Morning tip: Explaining my official media ballot for NBA All-Star starters

Initially, I was against media voting. Then after seeing the early returns from the popular vote -- Zaza Pachulia being second among frontcourt players in the West and Dwyane Wade being second among guards in the East -- it felt like my duty to dismount my high horse to inject common sense into the process.

It's just one vote, and arguments can be made for other players besides the ones I choose. While Wade's popularity is understandable, why is Derrick Rose ahead of John Wall and close to overtaking Kyle Lowry? 

NBA players and select media, which account 25% each of the total to determine the starters for the Feb. 19 showcase in New Orleans, participated for the first time as the voting closed at 11:59 p.m. ET Monday. 

Fan voting, which has been reduced from 100% to 50% of the equation to determine the starters, also closed at midnight. The starters will be formally announced on Thursday.

NBA coaches will select the reserves which will be announced Jan. 26. That's seven roster spots for each conference. 

My media All-Star ballot for both conferences was submitted several days ago. Unfortunately, only weighing in on the starters is especially difficult in the East. Before calling my vote absurd, consider that Memphis Grizzlies guard Tony Allen voted for himself and Luke Babbitt. It can always be worse. 

[RELATED: Wizards wear 'Never Stop Dreaming' shirts to honor MLK]

East guards

John Wall (Wizards): There’s no other guard in the conference who is in the same zip code. Career-highs in points (22.9), assists (10.2) and steals (2.2) togo with 4.6 rebounds. And now he’s playing better defense has a team with a winning record which put him over the hump in my reasoning. That the bench has underperformed most of thes season which has prevented the Wizards from closing out more games isn't the fault of the star player. Regardless, he has them in the thick of the playoff race.
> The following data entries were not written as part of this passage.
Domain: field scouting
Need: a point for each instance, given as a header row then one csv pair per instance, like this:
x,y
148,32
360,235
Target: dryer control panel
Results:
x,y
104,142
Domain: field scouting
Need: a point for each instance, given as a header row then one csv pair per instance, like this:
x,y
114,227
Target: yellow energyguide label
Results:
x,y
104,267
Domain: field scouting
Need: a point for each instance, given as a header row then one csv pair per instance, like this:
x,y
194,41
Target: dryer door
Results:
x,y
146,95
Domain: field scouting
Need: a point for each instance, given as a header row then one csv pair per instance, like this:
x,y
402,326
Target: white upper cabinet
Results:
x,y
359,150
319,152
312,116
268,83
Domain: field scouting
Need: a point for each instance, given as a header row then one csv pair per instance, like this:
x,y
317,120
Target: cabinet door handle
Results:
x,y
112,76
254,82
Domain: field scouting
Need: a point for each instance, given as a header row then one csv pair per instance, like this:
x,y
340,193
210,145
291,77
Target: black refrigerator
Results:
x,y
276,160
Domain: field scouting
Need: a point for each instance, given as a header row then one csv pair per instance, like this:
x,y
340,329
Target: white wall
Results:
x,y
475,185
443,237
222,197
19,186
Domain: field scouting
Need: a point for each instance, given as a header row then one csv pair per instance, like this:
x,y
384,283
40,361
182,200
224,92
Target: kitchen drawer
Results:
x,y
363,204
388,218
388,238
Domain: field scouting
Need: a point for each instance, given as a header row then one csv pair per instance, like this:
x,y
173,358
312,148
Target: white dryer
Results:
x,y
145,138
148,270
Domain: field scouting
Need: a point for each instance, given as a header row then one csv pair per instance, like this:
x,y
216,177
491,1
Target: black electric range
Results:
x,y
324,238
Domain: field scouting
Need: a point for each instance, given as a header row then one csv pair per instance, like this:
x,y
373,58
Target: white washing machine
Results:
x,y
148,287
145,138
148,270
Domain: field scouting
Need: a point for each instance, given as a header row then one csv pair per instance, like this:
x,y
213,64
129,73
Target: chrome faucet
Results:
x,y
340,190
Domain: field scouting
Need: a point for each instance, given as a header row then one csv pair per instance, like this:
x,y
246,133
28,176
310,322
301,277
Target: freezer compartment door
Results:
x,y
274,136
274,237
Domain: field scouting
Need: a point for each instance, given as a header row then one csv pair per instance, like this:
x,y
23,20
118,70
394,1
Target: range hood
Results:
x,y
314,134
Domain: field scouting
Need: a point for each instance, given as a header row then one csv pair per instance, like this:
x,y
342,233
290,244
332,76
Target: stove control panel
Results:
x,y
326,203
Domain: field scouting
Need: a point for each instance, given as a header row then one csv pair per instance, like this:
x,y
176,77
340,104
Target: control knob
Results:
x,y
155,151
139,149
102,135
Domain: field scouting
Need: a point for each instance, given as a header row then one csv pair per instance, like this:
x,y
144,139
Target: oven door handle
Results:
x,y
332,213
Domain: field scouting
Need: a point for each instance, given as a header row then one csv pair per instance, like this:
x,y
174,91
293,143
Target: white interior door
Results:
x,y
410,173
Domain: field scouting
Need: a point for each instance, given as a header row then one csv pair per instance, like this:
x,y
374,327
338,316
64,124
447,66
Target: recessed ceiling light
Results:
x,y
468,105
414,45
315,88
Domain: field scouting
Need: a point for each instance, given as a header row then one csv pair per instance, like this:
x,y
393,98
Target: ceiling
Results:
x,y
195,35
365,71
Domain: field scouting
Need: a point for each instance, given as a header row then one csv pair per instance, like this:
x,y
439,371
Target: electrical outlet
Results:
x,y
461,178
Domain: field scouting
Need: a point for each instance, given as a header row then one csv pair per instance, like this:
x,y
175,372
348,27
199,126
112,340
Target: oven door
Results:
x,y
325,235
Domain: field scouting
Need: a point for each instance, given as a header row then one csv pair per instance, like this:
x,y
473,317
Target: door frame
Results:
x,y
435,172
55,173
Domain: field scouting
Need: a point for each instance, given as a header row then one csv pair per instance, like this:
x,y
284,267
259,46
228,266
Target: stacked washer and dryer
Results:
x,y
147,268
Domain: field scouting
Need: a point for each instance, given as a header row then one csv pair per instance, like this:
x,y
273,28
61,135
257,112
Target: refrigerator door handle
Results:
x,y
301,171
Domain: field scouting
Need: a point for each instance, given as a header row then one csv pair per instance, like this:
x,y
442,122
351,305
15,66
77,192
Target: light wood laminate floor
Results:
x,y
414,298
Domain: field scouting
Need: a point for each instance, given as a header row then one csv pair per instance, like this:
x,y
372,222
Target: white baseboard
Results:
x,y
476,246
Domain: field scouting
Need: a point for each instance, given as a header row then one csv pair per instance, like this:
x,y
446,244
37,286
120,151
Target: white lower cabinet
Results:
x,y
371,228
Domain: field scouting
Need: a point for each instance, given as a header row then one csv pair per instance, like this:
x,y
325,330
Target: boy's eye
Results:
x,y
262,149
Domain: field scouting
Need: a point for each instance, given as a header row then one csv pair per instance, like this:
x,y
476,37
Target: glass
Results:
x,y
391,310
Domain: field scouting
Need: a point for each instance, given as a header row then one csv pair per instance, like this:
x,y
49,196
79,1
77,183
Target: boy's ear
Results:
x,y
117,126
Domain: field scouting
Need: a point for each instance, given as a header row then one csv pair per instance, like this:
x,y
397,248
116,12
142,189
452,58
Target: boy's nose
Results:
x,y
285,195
DeMar DeRozan (Raptors): The best pure scorer in the conference with a shot-making ability that's second to none. He's averaging a career-high in points (28.1) and on the second-best team. The master of the mid-range, he stands alone for now.

East frontcourt

Jimmy Butler (Bulls): With  Dwyane Wade now in Chicago, Butler has played as a small forward and posting career numbers (24.9 points, 6.8 rebounds). Like Wall, his team's lack of early success isn't because he's not exceptional at his job. 

LeBron James (Cavs): Is there any need to get into details beyond the fact that it's LeBron James? Didn't think so. 

Giannis Antetokounmpo (Bucks): Just as many of the others, he's putting up career numbers, 23.4 points, 8.8 rebounds, 5.7 assists and 1.8 steals on 53.5% shooting playing multiple positions. The only mark against him is his team's record.

A legitmate argument can be made for Kyrie Irving or Isaiah Thomas over Wall as the starter. The double-doubles, however, convinced me to go with Wall. My first draft had Wall and Thomas but there's no justification for leaving out DeRozan. Plus, I didn't think two point guards was the right call just because the conference is deep at the position. No other guards are in double digits with double-doubles. They may average a few more points than Wall, but to average what he does and still make others around him better by setting them up is harder in my opinion. Thomas is a fourth-quarter closer. Kyle Lowry is having a better season than last when he was a starter. Both are All-Stars no matter how you cut it. Irving is on the best team and he's going to get in on that alone (he's also the popular vote leader), but the Cavs don't win when he plays and LeBron James sits (winless this season when that happens). I hold that against him and would put every point guard under serious consideration above him for that reason alone. He gets too much credit for hitting the big shot in the Finals Game 7 last year or in the first meeting with Golden State this season. He needs James to be this effective. Not vice versa. I'm in the minority with this because Irving's talent is undeniable, but that's my thinking.

If I could pick reserves, mine would be Thomas, Lowry, Irving, Bradley Beal, Kevin Love, Paul George and Joel Embiid (yes, I'd take The Process on a minutes restriction over any other center).

[RELATED: Wall sees new national TV game as good sign for Wizards]

West guards

Russell Westbrook (Thunder): Averaging a triple-double at the midway point with career-highs of 30.9 points, 10.7 rebounds and 10.5 assists. He has 20 triple-doubles for the season.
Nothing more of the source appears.